The Canvas Support Chatbot, also written by Patricia Goldweic, uses IBM Watson NLP technology. It assists in answering frequently asked questions about Northwestern’s Canvas learning management system. While the chatbot specializes in helping with enrollment related questions, it can also help with other Northwestern specific Canvas issues.

University-based research and development of NLP tools should not be thought important only to scholars. NLP capabilities are increasingly important in the classroom as the learning analytics tools mentioned above demonstrate. NLP tools are also increasingly used in Northwestern’s administrative and accounting offices.

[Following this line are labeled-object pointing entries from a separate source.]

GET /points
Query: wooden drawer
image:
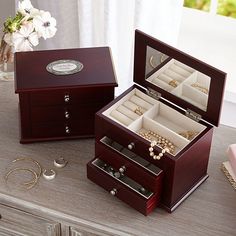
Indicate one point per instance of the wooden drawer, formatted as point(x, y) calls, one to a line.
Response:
point(123, 187)
point(132, 165)
point(16, 222)
point(64, 113)
point(64, 129)
point(137, 144)
point(71, 96)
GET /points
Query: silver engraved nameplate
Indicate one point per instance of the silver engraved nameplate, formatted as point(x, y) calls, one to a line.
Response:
point(64, 67)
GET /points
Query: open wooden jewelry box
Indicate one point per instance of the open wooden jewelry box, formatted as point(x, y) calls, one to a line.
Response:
point(153, 141)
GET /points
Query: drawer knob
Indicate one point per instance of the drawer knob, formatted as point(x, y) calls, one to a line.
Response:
point(67, 98)
point(67, 115)
point(67, 129)
point(131, 146)
point(113, 192)
point(122, 169)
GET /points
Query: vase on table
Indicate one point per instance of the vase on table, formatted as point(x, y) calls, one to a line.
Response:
point(6, 62)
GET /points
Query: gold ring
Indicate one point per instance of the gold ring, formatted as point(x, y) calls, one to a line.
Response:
point(173, 83)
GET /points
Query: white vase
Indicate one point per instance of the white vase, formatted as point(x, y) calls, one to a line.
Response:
point(7, 63)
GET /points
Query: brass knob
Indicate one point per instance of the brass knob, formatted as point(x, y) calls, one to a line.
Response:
point(67, 98)
point(113, 192)
point(67, 129)
point(131, 146)
point(67, 114)
point(122, 169)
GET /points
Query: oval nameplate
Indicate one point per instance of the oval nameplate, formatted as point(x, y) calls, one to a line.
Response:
point(64, 67)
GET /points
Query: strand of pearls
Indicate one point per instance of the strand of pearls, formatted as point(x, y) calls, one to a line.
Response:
point(156, 139)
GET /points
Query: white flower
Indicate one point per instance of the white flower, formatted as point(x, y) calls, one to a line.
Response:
point(45, 25)
point(25, 38)
point(26, 8)
point(8, 39)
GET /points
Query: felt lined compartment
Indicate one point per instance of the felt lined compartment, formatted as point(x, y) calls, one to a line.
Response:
point(157, 117)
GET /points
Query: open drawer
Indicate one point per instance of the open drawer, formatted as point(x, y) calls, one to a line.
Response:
point(130, 164)
point(123, 187)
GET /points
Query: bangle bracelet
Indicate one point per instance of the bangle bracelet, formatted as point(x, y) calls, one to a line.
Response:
point(33, 182)
point(60, 162)
point(31, 160)
point(49, 175)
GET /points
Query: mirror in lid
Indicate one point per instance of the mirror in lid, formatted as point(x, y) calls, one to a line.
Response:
point(177, 78)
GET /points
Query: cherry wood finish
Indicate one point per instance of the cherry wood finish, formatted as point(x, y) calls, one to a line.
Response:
point(127, 195)
point(146, 178)
point(184, 172)
point(218, 77)
point(62, 107)
point(181, 173)
point(31, 73)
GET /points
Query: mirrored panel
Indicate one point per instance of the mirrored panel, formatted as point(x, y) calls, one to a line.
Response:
point(177, 78)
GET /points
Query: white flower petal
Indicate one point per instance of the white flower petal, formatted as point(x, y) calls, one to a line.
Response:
point(27, 29)
point(8, 39)
point(53, 22)
point(25, 7)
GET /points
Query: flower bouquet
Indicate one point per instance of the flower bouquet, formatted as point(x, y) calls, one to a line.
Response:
point(23, 32)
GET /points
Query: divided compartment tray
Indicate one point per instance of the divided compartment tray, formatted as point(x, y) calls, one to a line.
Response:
point(122, 191)
point(130, 164)
point(159, 118)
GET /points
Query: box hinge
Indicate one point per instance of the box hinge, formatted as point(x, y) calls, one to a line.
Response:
point(193, 115)
point(154, 94)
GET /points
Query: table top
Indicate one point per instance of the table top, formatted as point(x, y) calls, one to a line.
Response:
point(210, 210)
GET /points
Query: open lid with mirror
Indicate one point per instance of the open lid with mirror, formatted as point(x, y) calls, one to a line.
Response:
point(178, 77)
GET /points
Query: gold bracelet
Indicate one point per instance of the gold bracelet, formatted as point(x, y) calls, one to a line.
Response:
point(188, 134)
point(173, 83)
point(31, 160)
point(200, 88)
point(160, 141)
point(33, 182)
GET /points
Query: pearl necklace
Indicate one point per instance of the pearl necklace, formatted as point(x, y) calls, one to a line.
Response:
point(160, 141)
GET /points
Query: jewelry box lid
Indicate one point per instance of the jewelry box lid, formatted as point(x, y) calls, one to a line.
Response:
point(189, 83)
point(64, 68)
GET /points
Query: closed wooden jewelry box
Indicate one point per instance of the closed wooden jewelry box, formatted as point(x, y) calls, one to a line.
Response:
point(153, 141)
point(61, 90)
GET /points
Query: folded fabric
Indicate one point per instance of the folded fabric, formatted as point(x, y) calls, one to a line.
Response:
point(231, 152)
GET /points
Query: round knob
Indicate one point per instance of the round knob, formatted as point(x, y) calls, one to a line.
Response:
point(131, 146)
point(66, 98)
point(67, 129)
point(113, 192)
point(122, 169)
point(67, 115)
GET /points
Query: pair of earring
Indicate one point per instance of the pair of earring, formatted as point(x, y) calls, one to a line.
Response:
point(51, 174)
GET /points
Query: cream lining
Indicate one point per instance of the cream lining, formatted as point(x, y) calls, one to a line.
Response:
point(157, 117)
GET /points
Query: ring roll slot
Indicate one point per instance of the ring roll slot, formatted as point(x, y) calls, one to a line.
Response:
point(130, 105)
point(145, 124)
point(162, 84)
point(174, 75)
point(200, 79)
point(140, 102)
point(145, 97)
point(164, 78)
point(179, 70)
point(121, 117)
point(183, 66)
point(192, 95)
point(174, 120)
point(132, 115)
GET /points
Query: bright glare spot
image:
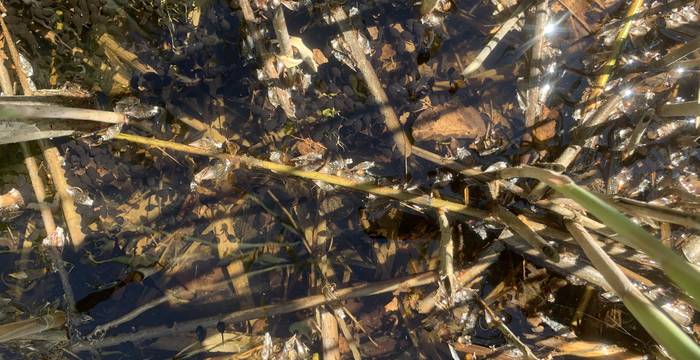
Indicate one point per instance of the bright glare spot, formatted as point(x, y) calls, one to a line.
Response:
point(546, 88)
point(550, 28)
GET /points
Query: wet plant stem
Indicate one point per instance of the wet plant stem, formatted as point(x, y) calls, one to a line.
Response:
point(507, 333)
point(365, 68)
point(685, 275)
point(598, 88)
point(418, 199)
point(51, 155)
point(534, 107)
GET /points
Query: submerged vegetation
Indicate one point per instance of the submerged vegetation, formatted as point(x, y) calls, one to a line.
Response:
point(349, 179)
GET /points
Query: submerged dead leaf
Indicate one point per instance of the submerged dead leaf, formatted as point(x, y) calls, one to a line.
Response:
point(450, 120)
point(319, 57)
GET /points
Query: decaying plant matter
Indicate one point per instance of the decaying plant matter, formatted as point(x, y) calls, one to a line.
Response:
point(322, 179)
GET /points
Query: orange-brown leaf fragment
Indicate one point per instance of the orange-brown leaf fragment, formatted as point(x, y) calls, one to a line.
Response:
point(451, 120)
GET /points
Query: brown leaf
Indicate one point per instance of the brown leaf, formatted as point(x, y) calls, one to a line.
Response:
point(319, 57)
point(373, 32)
point(388, 52)
point(392, 305)
point(546, 129)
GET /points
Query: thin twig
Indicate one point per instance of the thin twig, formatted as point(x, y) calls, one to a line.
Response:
point(267, 59)
point(659, 326)
point(534, 107)
point(507, 26)
point(392, 285)
point(524, 231)
point(391, 121)
point(512, 338)
point(597, 90)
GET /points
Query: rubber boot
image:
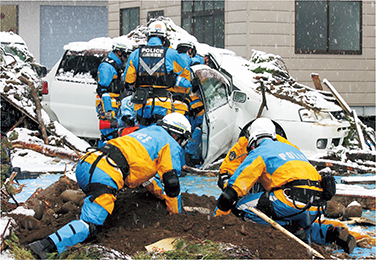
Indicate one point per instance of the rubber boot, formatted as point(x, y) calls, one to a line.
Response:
point(41, 248)
point(342, 238)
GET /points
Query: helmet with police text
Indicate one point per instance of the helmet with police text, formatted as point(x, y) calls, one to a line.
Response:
point(178, 124)
point(125, 51)
point(184, 47)
point(261, 128)
point(157, 28)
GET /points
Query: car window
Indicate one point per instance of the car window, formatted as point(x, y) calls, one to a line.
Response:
point(215, 88)
point(79, 66)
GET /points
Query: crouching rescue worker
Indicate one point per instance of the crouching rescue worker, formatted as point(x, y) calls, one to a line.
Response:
point(128, 160)
point(109, 90)
point(295, 193)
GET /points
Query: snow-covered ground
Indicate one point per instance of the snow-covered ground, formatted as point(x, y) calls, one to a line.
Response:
point(36, 162)
point(32, 161)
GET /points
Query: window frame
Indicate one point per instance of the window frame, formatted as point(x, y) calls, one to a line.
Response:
point(328, 50)
point(121, 18)
point(193, 14)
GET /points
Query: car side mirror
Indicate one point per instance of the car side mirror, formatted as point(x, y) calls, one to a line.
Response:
point(239, 96)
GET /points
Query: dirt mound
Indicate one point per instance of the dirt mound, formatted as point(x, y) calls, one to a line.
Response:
point(139, 219)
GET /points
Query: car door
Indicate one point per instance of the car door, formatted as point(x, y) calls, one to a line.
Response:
point(74, 96)
point(219, 118)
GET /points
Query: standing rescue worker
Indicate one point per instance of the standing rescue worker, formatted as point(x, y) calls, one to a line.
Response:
point(129, 160)
point(195, 106)
point(159, 76)
point(109, 89)
point(294, 190)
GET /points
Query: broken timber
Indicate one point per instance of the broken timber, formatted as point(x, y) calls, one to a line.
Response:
point(48, 150)
point(33, 119)
point(316, 81)
point(351, 113)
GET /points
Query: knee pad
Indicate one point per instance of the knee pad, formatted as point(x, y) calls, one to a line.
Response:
point(171, 183)
point(71, 234)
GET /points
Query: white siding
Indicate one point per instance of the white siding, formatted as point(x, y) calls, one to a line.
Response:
point(270, 26)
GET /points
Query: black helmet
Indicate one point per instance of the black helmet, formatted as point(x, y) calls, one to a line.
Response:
point(183, 47)
point(125, 51)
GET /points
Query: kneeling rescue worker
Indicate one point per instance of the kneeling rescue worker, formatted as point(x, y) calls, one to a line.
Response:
point(294, 192)
point(129, 160)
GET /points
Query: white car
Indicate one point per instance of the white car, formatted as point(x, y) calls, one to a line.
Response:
point(233, 101)
point(231, 96)
point(69, 90)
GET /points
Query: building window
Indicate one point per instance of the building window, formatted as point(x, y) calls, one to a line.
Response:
point(9, 18)
point(129, 19)
point(205, 20)
point(331, 26)
point(155, 14)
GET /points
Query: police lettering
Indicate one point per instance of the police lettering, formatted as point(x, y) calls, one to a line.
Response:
point(152, 52)
point(291, 156)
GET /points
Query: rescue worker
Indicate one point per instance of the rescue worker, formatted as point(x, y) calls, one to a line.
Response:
point(196, 108)
point(294, 190)
point(128, 160)
point(236, 156)
point(109, 90)
point(157, 72)
point(127, 117)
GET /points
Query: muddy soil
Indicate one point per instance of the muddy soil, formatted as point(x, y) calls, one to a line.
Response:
point(139, 219)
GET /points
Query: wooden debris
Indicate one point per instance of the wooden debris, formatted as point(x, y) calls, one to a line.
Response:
point(352, 113)
point(47, 150)
point(316, 81)
point(285, 231)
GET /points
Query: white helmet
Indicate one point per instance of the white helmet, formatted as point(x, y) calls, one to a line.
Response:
point(183, 47)
point(157, 28)
point(176, 123)
point(260, 128)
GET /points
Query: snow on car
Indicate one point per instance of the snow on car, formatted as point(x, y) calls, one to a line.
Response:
point(234, 91)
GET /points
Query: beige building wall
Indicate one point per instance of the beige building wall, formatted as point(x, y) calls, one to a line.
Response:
point(270, 26)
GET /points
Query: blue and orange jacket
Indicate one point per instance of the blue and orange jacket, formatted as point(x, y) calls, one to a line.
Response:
point(238, 153)
point(273, 164)
point(148, 151)
point(173, 63)
point(108, 102)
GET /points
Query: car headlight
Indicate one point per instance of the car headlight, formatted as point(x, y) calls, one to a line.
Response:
point(306, 115)
point(321, 143)
point(323, 115)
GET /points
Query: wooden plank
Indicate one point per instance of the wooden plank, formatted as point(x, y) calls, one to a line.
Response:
point(316, 81)
point(359, 131)
point(341, 101)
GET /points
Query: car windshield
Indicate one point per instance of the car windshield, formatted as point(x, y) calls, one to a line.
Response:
point(214, 87)
point(80, 66)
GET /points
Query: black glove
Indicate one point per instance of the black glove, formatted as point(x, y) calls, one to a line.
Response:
point(195, 84)
point(127, 120)
point(223, 179)
point(114, 123)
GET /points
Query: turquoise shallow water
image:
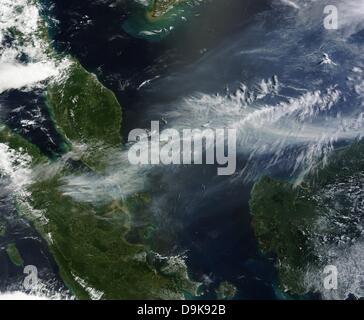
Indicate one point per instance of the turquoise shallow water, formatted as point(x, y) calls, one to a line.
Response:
point(204, 61)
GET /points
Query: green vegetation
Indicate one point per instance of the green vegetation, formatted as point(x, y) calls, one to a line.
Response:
point(88, 241)
point(14, 255)
point(284, 217)
point(83, 109)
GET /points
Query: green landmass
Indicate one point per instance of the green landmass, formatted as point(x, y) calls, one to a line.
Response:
point(83, 109)
point(14, 255)
point(286, 219)
point(226, 291)
point(89, 241)
point(86, 239)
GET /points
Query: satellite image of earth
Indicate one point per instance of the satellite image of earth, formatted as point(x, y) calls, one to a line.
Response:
point(79, 221)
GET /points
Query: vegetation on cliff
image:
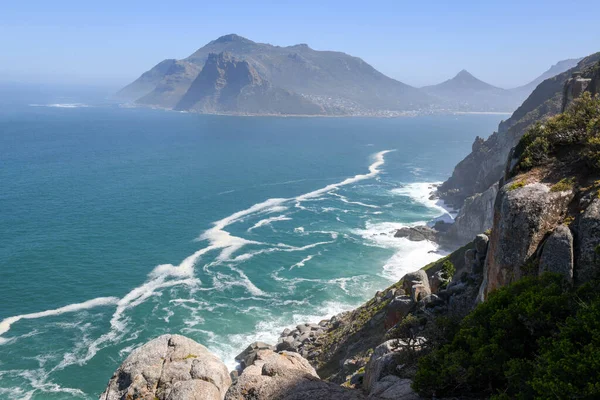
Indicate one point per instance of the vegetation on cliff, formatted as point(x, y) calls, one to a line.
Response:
point(532, 338)
point(576, 129)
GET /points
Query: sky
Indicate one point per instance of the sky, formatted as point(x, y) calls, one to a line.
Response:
point(506, 43)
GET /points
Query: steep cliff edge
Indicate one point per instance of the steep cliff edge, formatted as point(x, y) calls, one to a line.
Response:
point(484, 166)
point(486, 321)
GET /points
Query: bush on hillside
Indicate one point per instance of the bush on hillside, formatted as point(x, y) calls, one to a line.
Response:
point(579, 125)
point(510, 345)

As an example, Rich Gordon of Northwestern’s Journalism Department and Larry Birnbaum of the Department of Computer Science have taught courses pairing students in Journalism with students in Computer Science. The students work in groups to discover novel ways to marry computer science technology with traditional journalism approaches to data gathering, analysis, and reporting. Additional support is provided by Joe Germuska of Northwestern’s Knight Lab, which specializes in developing methods for news. Unsurprisingly many of the student projects involve using NLP methods. What was once mainly the provenance of computer science researchers is rapidly becoming the daily bread-and-butter of working journalists.

In years to come we can expect NLP to be integrated at all levels of the university curriculum. As Martin Mueller has suggested, a lot of marketable skills can be acquired from “reading” using eyes and NLP tools together.